My latest New Matilda column reflects on the five years since the invasion of Iraq:
Five years after the start of the Iraq war, a clear majority of Iraqis want American troops to leave. The results of the latest ORB/Channel 4 study are disturbing. The human cost of the conflict is starkly revealed: “A quarter of those surveyed said they had lost a family member to murder. In Baghdad, that figure rose to nearly half (45 per cent). Some 81 per cent had suffered power cuts and 43 per cent had experienced drinking water shortages. In the last month, more than a quarter (28 per cent) had been short of food.”
I’ve been writing about the war since 2003 and watched the slow descent of the country into ethnic cleansing and chaos. The Independent’s Patrick Cockburn (arguably the finest Western reporter on the war), writes this week that “five years of occupation have destroyed Iraq as a country.

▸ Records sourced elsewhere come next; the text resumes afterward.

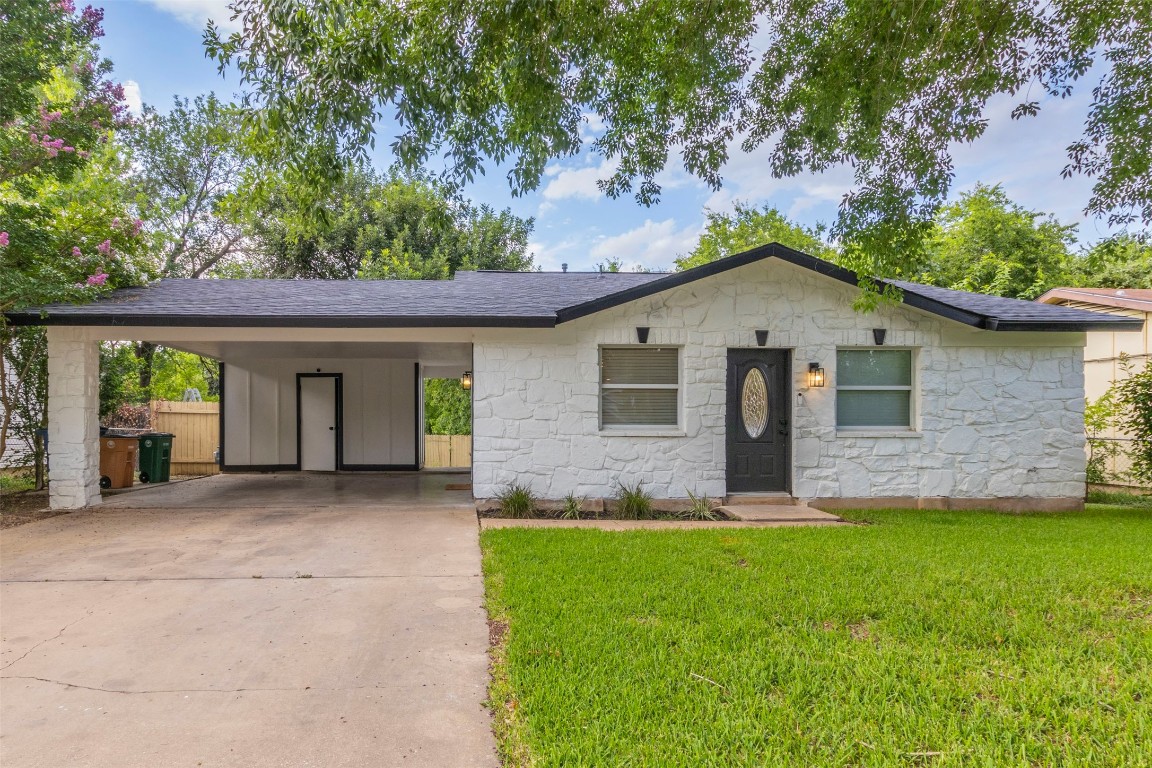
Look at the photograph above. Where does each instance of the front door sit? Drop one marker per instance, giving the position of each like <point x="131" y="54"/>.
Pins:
<point x="759" y="420"/>
<point x="318" y="419"/>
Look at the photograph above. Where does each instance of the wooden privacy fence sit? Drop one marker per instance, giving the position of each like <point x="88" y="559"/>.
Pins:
<point x="196" y="427"/>
<point x="447" y="450"/>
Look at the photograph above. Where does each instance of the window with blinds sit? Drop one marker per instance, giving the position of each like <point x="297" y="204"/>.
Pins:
<point x="874" y="388"/>
<point x="639" y="386"/>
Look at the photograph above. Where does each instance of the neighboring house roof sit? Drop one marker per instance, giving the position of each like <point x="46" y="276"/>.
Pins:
<point x="495" y="298"/>
<point x="1122" y="298"/>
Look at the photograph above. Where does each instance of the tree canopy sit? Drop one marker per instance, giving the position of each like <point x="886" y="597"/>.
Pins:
<point x="887" y="88"/>
<point x="387" y="226"/>
<point x="748" y="227"/>
<point x="189" y="164"/>
<point x="980" y="242"/>
<point x="985" y="243"/>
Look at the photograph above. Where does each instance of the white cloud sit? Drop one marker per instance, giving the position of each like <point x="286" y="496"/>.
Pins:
<point x="133" y="97"/>
<point x="578" y="183"/>
<point x="653" y="244"/>
<point x="197" y="13"/>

Baghdad is today a collection of hostile Sunni and Shia ghettoes divided by high concrete walls. Different districts even have different national flags. Sunni areas use the old Iraqi flag with the three stars of the Baath party, and the Shia wave a newer version, adopted by the Shia-Kurdish government. The Kurds have their own flag.” The White House Press Secretary still praises President Bush’s brilliant Iraq strategy.